And so Adam and Eve began being fruitful and multiplying. Today, the earth is populated by some six-and-a-half billion of their progeny. No person or no thing alive today was alive at Creation. This is because all living things eventually die and must be replaced. Angels are eternal and there is no need for a continuing supply of new angels to replace those who die. When man dies, he goes to his eternal home either in Heaven or in Hell. I believe that God creates the soul of man at the moment of conception. The soul has a beginning, but will have no end; neither those suffering in Hell nor those whose glorified bodies are present with God in Heaven.

There will be no need ever for procreation in eternity, so there will be no need for marriage or intimate relations. I see in Kreeft's image of a sexual Heaven the influence of living in a world where casual sex is viewed as recreational and instant gratification of any urge is accepted as normal. I do not believe that either condition will prevail in eternity.

Using Kreeft’s basic premise, I could argue for other things as being found in heaven. A little wine is fine, but drunkenness is selfish and leads to sin (as fornication does). So will there be a perfect intoxication in heaven? Maybe. Perhaps heaven will also have spiritually ideal rock and roll music, though I would prefer vallenatos myself. Maybe heaven will have a comedy club that includes Redd Foxx, cracking wise about heavenly sex and other things that were vulgar upon the earth. Or perhaps this is all nonsense.

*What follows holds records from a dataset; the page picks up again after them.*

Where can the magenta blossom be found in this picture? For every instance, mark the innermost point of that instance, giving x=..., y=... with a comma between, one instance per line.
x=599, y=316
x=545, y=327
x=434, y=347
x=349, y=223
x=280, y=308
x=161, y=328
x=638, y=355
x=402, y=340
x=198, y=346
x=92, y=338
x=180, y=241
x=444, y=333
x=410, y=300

The Bible gives us indications of what heaven is like. Read the book of Revelation to see, but the picture presented is one of pure worship of God, and the giving of pure praise and honor to the One Who alone is holy. I thank God for the gift of physical union in marriage, but given the choice between Kreeft’s philosophical heaven and the one spoken of in the Bible I’ll choose the biblical one.

Salvation comes to man only through Jesus Christ.